Article mis en ligne le 11 janvier 2021

Je ne sais pas si le nom de Vanessa Baraitser, juge à la Cour pénale centrale de Londres, restera dans l’histoire du droit pénal international ou dans l’histoire des extraditions des ressortissants de son pays, mais la décision qu’elle a rendue lundi marquera un tournant dans sa carrière en refusant de livrer Julian Assange, fondateur de Wikileaks, aux États-Unis d’Amérique. Ce fut le cas en ce qui concerne le juge Ronald Bartle lorsqu’il a accordé l’extradition d’Augusto Pinochet en 1999.
Il est vrai qu’elle aurait pu, et peut-être aurait-elle dû, prendre une décision plus énergique, en prenant clairement la défense de la liberté d’expression comme moteur de sa condamnation, mais elle a choisi de recourir à la variable la moins compliquée pour la justice britannique, toujours aussi équilibrée et politiquement correcte, à savoir les motifs humanitaires.

En refusant d’extrader Julian Assange comme le lui demandaient les États-Unis, elle a suscité un soupir de soulagement collectif. La juge est venue résoudre ce que l’équipe de défenseurs que je coordonne a si souvent souligné : la santé de Julian Assange s’est clairement détériorée en raison de tant d’années d’enfermement forcé et du harcèlement constant dont il a fait l’objet pendant ce siège de longue durée .
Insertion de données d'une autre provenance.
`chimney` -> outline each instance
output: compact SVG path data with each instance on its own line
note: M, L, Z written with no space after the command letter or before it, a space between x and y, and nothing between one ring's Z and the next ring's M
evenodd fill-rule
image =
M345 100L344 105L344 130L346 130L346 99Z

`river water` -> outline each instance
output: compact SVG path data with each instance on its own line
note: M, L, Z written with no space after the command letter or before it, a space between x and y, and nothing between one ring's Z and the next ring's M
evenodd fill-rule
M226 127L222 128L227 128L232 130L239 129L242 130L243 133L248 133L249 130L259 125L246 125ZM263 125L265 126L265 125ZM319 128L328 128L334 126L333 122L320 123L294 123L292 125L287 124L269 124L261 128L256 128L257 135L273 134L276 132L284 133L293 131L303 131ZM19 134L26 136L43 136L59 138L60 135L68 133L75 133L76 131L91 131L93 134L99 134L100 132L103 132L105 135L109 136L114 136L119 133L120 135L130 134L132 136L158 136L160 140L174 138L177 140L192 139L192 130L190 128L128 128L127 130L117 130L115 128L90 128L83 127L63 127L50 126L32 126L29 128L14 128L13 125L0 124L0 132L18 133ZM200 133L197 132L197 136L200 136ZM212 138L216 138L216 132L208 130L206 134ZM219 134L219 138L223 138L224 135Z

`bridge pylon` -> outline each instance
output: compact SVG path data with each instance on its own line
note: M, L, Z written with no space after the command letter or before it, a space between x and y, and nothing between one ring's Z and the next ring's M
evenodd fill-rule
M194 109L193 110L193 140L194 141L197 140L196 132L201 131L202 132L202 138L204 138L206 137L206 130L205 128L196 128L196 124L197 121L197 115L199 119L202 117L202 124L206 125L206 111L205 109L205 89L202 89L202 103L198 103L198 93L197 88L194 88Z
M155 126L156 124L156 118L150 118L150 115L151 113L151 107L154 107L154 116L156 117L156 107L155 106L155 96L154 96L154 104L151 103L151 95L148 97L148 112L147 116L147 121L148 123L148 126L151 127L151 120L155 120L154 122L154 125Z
"Le risque qu’Assange se suicide, si l’extradition était autorisée, est élevé. La santé mentale de M. Assange est dans un tel état qu’il serait accablant pour lui d’être extradé vers les États-Unis.” déclare Baraitser.

C’est vrai. J’ai vu de mes propres yeux comment le journaliste et fondateur de WikiLeaks a été traité de manière inhumaine par des forces puissantes et omniprésentes qui ont tenté par tous les moyens de le réduire au silence, de le neutraliser et de l’éliminer. Ils n’ont pas réussi.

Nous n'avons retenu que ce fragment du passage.